We have successfully characterized the pVioA promoter as a constitutive promoter controlling RFP expression (first transcriptional unit in diagram above). For more information on how we ran our characterization experiment, please check out our Data Collected page.

The graphs below show MEFL converted RFP measurements (done using the TASBE tools). The data is binned by fluorescence intensity and each bin also includes the cell count. The bottom graph shows the same data as the top one above but it is ordered by cell count, from highest (dark purple) to lowest (pale purple).

We can now see that within the population of cells, the smallest binned group shows the highest level of expression. This may be due to higher copy counts of plasmids within that subpopulation of cells.

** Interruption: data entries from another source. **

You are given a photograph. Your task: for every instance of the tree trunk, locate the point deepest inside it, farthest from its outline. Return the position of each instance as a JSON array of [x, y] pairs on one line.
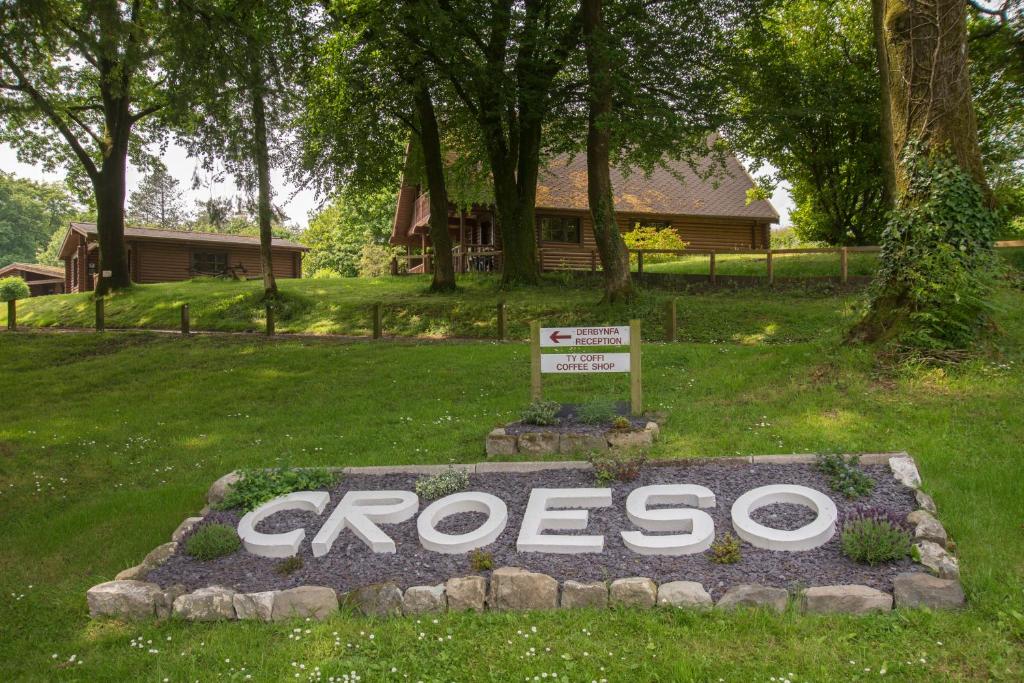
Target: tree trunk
[[610, 247], [443, 269], [262, 155], [924, 56]]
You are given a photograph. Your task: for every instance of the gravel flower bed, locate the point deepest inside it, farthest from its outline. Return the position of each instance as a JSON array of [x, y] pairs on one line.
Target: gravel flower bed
[[351, 564]]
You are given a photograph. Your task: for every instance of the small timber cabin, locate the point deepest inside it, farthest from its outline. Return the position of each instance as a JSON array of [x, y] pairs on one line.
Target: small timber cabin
[[165, 256], [707, 213], [41, 280]]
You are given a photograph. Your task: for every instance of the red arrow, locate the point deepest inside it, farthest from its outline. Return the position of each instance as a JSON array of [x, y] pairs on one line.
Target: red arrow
[[555, 337]]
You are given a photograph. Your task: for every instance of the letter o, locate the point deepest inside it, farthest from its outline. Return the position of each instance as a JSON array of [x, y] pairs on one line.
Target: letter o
[[807, 537], [487, 532]]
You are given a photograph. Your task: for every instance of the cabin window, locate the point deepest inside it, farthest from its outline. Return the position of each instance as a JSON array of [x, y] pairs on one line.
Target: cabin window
[[560, 228], [209, 262]]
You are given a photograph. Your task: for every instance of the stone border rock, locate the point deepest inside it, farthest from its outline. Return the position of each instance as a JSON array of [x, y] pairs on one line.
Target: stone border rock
[[130, 598], [500, 442]]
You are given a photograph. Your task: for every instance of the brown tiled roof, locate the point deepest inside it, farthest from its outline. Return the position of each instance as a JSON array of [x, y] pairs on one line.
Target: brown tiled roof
[[563, 185], [184, 236], [33, 267]]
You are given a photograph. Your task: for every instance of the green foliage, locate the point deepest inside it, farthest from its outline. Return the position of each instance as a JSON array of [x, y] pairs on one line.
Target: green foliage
[[13, 288], [289, 565], [616, 465], [725, 550], [794, 59], [935, 278], [258, 485], [439, 485], [600, 413], [337, 235], [542, 413], [212, 541], [845, 474], [871, 537], [481, 560], [649, 237]]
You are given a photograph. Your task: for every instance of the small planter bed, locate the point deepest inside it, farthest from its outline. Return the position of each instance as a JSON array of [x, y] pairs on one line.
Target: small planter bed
[[241, 585], [572, 429]]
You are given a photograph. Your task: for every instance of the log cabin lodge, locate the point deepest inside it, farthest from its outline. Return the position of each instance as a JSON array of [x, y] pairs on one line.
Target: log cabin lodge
[[710, 213], [163, 256]]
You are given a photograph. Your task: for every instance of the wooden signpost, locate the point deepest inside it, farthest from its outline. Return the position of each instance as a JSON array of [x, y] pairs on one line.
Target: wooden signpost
[[582, 354]]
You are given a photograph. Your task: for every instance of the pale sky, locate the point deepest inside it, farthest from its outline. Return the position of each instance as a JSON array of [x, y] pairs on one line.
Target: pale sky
[[297, 206]]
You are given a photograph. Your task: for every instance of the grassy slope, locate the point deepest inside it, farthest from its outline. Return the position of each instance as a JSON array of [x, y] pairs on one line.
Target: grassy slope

We plan to continue with this work and hope to have an update on our progress at the Jamboree!


[1] Stauff, D.L., and Bassler, B.L. (2011) "Quorum Sensing in Chromobacterium violaceum: DNA Recognition and Gene Regulation by the CviR Receptor." Journal of Bacteriology 193(15):3871-3878. doi: 10.1128/JB.05125-11. [2] Fuqua, C., and Greenberg, E.P. (2002) "Listening in on Bacteria: Acyl-Homoserine Lactone Signalling." Nature Reviews Molecular Cell Biology 3, 685-695. doi:10.1038/nrm907.